Watts examines the relationship between the pre-modern and modern medical profession and such epidemic disasters as the plague in western Europe and the Middle East; leprosy in the medieval West and in the nineteenth-century tropical world; the spread of smallpox to the New World in the age of exploration; syphilis and nonsexual diseases in Europe's connection with Asia; cholera in India during British rule; and malaria in the Atlantic Basin during the eras of slavery and Social Darwinism. He investigates in detail the relation between violent environmental changes and disease, and between disease and society, both in the material sphere and in the minds and spirits of rulers and ruled. This book will become the standard account of the way diseases--arising through chance, through reckless environmental change engineered by man, or through a combination of each--were interpreted in Western Europe and in the colonized world.
Synopsis
"One of the best portrayals of life in Europe and the Islamic world during the medieval Great Plague. . . . Watts offers solid, stunning examples of Western idiocy that created superhighways for once-obscure microbes, leading to horrendous epidemics. . . . A perspective that Western, particularly Caucasian, policy-makers would do well to comprehend."--Laurie Garrett, Foreign Affairs "Fascinating . . . Watts] exposes to daylight the dire effect of the elites' often misinformed conception of these diseases, and how they, the elites, manipulated epidemiological crises to their advantage."--Alfred Crosby, Washington Post
This book is a major and wide-ranging study of the great epidemic scourges of humanity--plague, leprosy, smallpox, syphilis, cholera, and yellow fever/malaria--over the last six centuries.
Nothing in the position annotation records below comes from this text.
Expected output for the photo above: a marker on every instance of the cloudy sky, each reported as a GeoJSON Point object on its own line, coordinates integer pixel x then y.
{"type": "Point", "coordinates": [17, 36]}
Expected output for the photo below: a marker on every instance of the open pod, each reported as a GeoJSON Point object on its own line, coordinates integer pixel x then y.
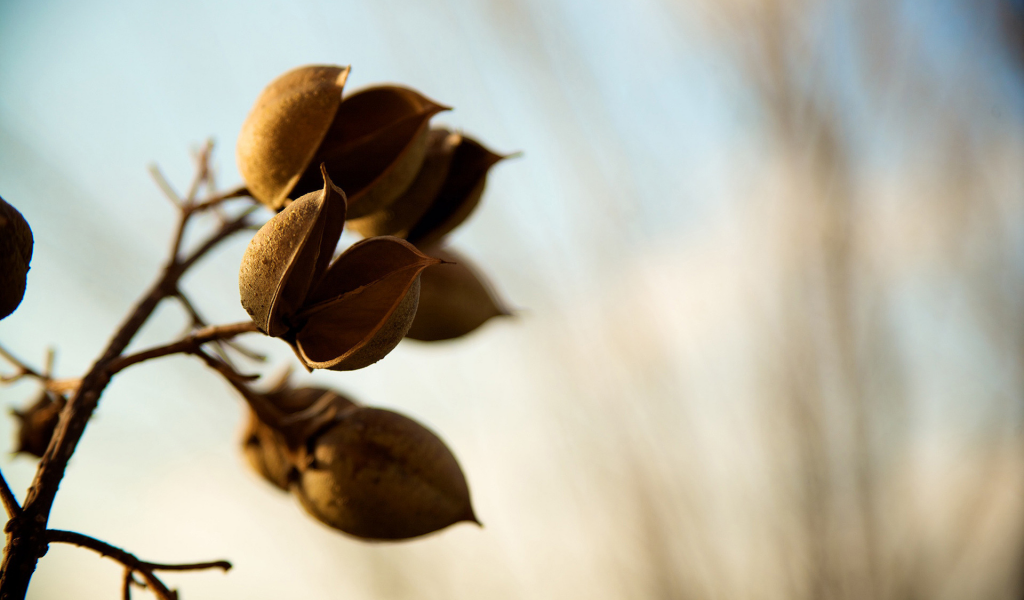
{"type": "Point", "coordinates": [380, 475]}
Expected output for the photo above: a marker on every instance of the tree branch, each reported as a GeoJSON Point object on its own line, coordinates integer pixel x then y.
{"type": "Point", "coordinates": [27, 533]}
{"type": "Point", "coordinates": [188, 344]}
{"type": "Point", "coordinates": [131, 562]}
{"type": "Point", "coordinates": [9, 502]}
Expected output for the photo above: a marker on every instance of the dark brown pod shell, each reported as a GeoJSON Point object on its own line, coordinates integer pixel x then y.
{"type": "Point", "coordinates": [266, 452]}
{"type": "Point", "coordinates": [36, 423]}
{"type": "Point", "coordinates": [285, 128]}
{"type": "Point", "coordinates": [399, 217]}
{"type": "Point", "coordinates": [368, 302]}
{"type": "Point", "coordinates": [266, 449]}
{"type": "Point", "coordinates": [15, 254]}
{"type": "Point", "coordinates": [375, 146]}
{"type": "Point", "coordinates": [459, 196]}
{"type": "Point", "coordinates": [455, 299]}
{"type": "Point", "coordinates": [380, 475]}
{"type": "Point", "coordinates": [288, 255]}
It is also much more. Sheldon Watts applies a wholly original perspective to the study of global disease, exploring the connections between the movement of epidemics and the manifestations of imperial power in the Americas, Asia, Africa, and in European homelands. He argues that not only did Western medicine fail to cure the diseases that its own expansion engendered, but that imperial medicine was in fact an agent and tool of empire.
Watts examines the relationship between the pre-modern and modern medical profession and such epidemic disasters as the plague in western Europe and the Middle East; leprosy in the medieval West and in the nineteenth-century tropical world; the spread of smallpox to the New World in the age of exploration; syphilis and nonsexual diseases in Europe's connection with Asia; cholera in India during British rule; and malaria in the Atlantic Basin during the eras of slavery and Social Darwinism. This book will become the standard account of the way diseases--arising through chance, through reckless environmental change engineered by man, or through a combination of each--were interpreted in Western Europe and in the colonized world, and offers an interesting historical perspective for a world dealing with the spread of COVID-19.